小山さんの声、小山さんの笑顔、小山さんの姿。
小山さんへの気持ちが変わってきてると実感したのに、
どうして大ちゃんが教えてくれたコーヒーゼリーとここで会うの?
どうして大ちゃんが買って来てくれたお饅頭と再会するの?
どうして大ちゃんがロケをしたあとのあの居酒屋さんに行きたいと思ったの?
どうして、どうして、・・・。
『その真っ白な山の正体は綿あめなんですよ?』
小山さんが私と綿あめがのっかったコーヒーゼリーを交互に見ながら話す。
『綿あめの下にあるもの、それって莉夏さんがいつも僕に淹れてくださるものなんですよ?』
私がいつも小山さんに淹れるもの。
小山さんが気に入ってる豆から挽いたコーヒー。
大ちゃんが苦手な、・・・、コーヒー。
『その小さなカップに入ってるシロップを上からかけて、・・・、』
-この中に入ってるシロップを綿あめの山にかけるんだ。

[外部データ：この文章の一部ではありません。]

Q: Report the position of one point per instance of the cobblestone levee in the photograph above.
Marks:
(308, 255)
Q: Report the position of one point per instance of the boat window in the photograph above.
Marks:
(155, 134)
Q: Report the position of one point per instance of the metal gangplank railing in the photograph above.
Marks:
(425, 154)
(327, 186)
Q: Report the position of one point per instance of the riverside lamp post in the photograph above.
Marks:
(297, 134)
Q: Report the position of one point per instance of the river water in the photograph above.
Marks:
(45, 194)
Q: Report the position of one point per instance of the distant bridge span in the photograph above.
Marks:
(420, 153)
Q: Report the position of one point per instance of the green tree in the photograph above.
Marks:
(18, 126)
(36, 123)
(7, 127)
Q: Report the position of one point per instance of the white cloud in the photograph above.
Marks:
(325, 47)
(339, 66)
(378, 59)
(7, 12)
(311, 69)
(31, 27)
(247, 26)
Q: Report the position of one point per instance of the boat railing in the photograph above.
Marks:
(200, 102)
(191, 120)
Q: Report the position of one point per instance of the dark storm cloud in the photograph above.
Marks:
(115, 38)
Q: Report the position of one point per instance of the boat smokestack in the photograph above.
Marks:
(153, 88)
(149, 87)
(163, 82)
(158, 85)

そしたら綿あめの山が溶けて、山の下にあるコーヒーゼリーにかかる。それと生クリームを混ぜて食べる。-
大ちゃん、ごめんなさい。
そして許して。
あなたには苦すぎたコーヒーゼリー。
あなたとじゃなくて小山さんと食べることになってしまったこと許して。
たくさんの人が行き交う通りに面した席で小山さんと一緒にいることを許して。
あなたとじゃできないことを小山さんとならできると思う私を許して。
小山さんが話してる間私はその声を聞きながら大ちゃんに謝りつづけた。